Upon each paw, crusted with mud, bound tight to his feet by the pure coziness of its fit, was a black boot. They were made of thick, coarse, rubber, durable yet strangely flexible, and stretched about five inches up the legs of the four foot three electric Pokemon. Despite the strangeness of his attire, the Manectric seemed overjoyed at the rugged, dirt-crusted, muddied boots, adding to his display by bashing his front paws into the ground as if to declare them his, and Phi was relieved that they had made the long trip to Unova, where a shoe maker had forged his prized boots into being.
The air fizzed with electricity, and from the moment Osh landed on the ground, he was moving. He bucked his legs into the air, thudded his feet against the turf, twisted and turned and leaped into the sky like a foal on a summer day who just realized that the sun was up and the grass was lush and life was good.
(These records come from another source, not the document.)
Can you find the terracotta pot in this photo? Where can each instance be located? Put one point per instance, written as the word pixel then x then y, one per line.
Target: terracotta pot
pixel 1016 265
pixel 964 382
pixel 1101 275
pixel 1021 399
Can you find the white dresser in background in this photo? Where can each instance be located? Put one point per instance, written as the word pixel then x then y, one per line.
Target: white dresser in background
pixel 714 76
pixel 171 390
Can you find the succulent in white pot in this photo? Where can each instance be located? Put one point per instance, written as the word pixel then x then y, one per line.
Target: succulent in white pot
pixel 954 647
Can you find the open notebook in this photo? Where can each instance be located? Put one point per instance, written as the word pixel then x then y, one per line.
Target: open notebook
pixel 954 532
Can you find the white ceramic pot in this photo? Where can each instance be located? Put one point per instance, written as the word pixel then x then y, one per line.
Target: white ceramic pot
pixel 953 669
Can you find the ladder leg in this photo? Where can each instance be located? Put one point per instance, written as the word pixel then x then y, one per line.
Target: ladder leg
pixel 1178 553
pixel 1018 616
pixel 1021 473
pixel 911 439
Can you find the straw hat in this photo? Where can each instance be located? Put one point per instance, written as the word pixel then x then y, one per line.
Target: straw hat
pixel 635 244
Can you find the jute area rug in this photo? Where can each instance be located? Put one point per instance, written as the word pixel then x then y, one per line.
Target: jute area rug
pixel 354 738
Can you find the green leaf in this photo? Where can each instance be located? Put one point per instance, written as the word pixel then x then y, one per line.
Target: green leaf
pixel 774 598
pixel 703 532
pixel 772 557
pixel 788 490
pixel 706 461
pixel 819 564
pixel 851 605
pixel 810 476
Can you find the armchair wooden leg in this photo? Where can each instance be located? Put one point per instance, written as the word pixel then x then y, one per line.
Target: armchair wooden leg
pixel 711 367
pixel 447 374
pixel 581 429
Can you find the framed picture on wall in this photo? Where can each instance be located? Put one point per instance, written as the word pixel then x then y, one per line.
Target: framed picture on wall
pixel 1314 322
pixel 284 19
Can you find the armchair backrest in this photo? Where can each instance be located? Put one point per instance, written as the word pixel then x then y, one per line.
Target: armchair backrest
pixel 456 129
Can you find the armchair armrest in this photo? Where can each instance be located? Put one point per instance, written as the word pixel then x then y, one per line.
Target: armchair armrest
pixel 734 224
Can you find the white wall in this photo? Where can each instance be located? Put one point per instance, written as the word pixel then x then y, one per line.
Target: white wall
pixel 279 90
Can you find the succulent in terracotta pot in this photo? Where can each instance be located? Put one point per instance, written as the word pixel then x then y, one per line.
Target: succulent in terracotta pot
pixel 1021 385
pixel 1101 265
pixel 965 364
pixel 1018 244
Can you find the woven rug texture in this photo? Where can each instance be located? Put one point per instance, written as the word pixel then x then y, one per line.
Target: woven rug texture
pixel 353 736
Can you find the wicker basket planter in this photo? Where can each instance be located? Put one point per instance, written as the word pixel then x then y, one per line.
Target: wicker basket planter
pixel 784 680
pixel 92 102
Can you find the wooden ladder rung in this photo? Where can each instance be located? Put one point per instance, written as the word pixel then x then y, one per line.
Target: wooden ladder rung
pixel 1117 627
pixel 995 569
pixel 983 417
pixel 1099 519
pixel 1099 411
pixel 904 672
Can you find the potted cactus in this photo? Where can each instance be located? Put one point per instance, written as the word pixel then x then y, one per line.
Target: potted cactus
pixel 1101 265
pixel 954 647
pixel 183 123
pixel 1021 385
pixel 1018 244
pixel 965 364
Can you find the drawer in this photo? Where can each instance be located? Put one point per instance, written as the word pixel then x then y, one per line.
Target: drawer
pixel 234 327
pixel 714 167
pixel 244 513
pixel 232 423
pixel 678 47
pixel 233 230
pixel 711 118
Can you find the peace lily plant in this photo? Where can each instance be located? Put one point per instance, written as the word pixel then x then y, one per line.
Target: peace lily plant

He exuded an intensity of excitement, and the thick-soled boots he wore bucked against the ground with a thwomp and a thump. Osh was ready to fight, and the playful joy that he exuded threatened to overpower even the dreamy atmosphere of his trainer, as her cheeks wrinkled, and she smiled involuntarily. It was memory that caused it. It was memory that caused everything.
Throughout the folds of time, where many memories slipped away, this one had remained. She could see it so clearly, despite the long passage between then and now. A hyper little Electrike, dancing in a swamp, bucking his heels into the air, striking mud in waves, catapulting himself into space and twisting, trying to land again on his feet, perhaps missing, but always getting back up again. Now that she thought about it, it wasn't a dance, as the word implied. No, it was much more of a popcorning, a twitch of excitement overgrown, a buck for the pure purpose that he is alive, and he can buck, and the rain is washing over his bed headed form, battering his bed headed form, bucking with his bead headed form, and he is alive, and the rain is alive with him.
How strange. She'd have never thought about it that way. No, the thought would have never entered her brain! At least, not until she saw him. There was always something that couldn't be fathomed, and you never knew you couldn't fathom it, until one day someone showed you you could.
Was there something she was missing now? Wasn't there always? But was there something... greater, something right beneath her nose? Yes, Phi thought there was, but what it was... now that was the question.
I am swept in a storm of a thousand hailstones, and searching for the eye.